Chapter 1: The Last Footprint
The mist lingered low over Kirellen Hollow, thick and motionless, as if the earth itself were holding its breath.
Elene stood at the hollow’s edge, the worn hem of her coat soaked in dew, her hands red from the cold. Her breath ghosted the air in front of her, vanishing like a prayer gone unanswered. Across the frost-bitten ground lay scattered remnants of the search: broken lanterns, marked sticks, torn strips of red fabric tied to branches. All that effort, and still no sign of him.
No sign, until this morning.
Marieth was the first to kneel. Her gloved fingers brushed aside a thin dusting of snow beneath the cedar overhang. Elene saw the sharp stillness in her aunt’s posture—like a stone resisting a tide—and stepped forward. Darro stood a few paces behind them both, silent, his arms folded and face unreadable beneath the fur-fringed hood.
“He was here,” Marieth said softly. “This wasn’t here yesterday.”
The indentation in the snow was unmistakable. A bootprint, narrow and deep, angled toward the western rise. And beside it, half-buried beneath the roots of a stunted birch, was a pack.
Elene crouched next to it, her knees popping, her breath catching in her chest. The leather was stiff, the flap rimed with ice. A broken buckle hung loose like a tongue. Her fingers trembled as she turned it over, revealing the initials burnt faintly into the bottom seam: T.R.
Talin Rensel.
It was his.
Marieth placed a hand gently on Elene’s shoulder. “He made it this far.”

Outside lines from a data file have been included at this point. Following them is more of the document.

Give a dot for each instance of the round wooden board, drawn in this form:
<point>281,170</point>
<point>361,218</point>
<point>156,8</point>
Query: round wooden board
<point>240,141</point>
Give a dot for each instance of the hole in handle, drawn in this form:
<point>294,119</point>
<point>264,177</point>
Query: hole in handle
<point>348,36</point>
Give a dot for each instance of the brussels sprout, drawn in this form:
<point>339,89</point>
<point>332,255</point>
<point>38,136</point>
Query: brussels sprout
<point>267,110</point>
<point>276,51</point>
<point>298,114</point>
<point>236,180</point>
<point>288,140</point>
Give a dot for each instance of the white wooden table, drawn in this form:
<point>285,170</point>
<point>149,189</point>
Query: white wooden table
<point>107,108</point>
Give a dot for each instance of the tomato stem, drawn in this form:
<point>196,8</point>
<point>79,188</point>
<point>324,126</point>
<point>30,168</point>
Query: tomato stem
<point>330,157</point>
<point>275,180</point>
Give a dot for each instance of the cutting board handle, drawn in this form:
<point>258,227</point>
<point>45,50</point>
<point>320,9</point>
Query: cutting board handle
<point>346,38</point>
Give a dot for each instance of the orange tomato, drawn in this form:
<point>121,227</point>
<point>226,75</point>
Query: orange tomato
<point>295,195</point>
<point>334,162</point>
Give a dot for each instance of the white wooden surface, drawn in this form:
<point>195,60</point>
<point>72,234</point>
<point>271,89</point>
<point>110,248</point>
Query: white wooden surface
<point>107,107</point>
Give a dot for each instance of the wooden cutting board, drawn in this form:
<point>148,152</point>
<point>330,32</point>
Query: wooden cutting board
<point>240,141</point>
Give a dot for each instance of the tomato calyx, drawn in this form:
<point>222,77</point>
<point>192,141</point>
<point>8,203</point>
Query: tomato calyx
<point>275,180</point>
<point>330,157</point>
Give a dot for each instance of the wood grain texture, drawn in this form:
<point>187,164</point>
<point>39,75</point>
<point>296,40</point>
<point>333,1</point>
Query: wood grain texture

Elene said nothing. The blood in her ears roared too loud to think.
Darro approached slowly, the crunch of his boots deliberate. “It doesn’t mean he’s dead,” he said, without conviction. “He could’ve dropped it. Lost it in the storm.”
“He never would’ve left it,” Elene replied. Her voice cracked like a splintering rafter. “Not Talin.”

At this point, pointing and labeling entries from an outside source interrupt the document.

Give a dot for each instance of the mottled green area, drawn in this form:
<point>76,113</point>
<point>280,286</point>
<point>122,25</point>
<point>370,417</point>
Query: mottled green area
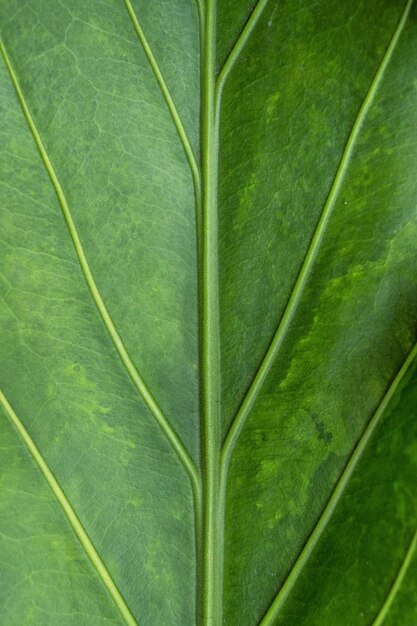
<point>287,109</point>
<point>357,319</point>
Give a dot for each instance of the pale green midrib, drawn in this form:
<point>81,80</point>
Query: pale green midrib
<point>137,380</point>
<point>69,513</point>
<point>189,152</point>
<point>239,45</point>
<point>379,620</point>
<point>310,258</point>
<point>297,568</point>
<point>209,324</point>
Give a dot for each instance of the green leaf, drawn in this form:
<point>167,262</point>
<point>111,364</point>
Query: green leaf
<point>208,305</point>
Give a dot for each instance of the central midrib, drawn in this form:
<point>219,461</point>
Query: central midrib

Darro frowned and turned away, rubbing his hands together. “You don’t know that.”
“I do.”
She knelt again, this time fully, and opened the pack. Inside: a folded wool scarf, worn down at the edges. A stone-chipped chisel. A bit of slate wrapped in oiled cloth. And at the bottom, a scrap of paper—a page torn from a field journal, dark with smudged charcoal lines.

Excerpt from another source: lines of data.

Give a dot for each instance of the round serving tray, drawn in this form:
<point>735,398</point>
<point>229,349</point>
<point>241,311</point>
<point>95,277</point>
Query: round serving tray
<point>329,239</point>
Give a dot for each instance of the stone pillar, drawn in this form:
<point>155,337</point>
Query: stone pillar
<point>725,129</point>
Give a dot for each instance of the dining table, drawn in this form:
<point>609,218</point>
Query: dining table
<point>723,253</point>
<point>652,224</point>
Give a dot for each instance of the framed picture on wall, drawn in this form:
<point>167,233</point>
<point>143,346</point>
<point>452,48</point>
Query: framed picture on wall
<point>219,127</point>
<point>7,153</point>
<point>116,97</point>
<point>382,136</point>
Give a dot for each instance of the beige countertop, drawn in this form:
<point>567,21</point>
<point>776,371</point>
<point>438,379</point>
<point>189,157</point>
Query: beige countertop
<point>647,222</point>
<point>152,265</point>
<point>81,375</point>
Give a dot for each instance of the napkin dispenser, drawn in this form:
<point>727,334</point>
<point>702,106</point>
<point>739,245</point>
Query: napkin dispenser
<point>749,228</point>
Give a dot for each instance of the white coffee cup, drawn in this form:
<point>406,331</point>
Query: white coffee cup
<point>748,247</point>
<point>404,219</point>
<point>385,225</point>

It was a sketch of a cliff face—vertical striations with symbols etched faintly across the stone. At the bottom, written in Talin’s hand, was a single word: Kirellenlight.
Marieth’s breath caught.
“What is it?” Elene asked.
Her aunt didn’t answer at first. Then: “Something old. Something forgotten.”
Elene stared down at the page, her heart thudding. She’d grown up hearing her brother speak in half-murmured riddles about the “Kirellenlight”—some old legend or whisper passed down by the guild elders, never spoken aloud in full. Not even Talin could explain it clearly, only that it was hidden somewhere within Mount Hariel’s folds. A place lit from within. A truth carved deeper than stone.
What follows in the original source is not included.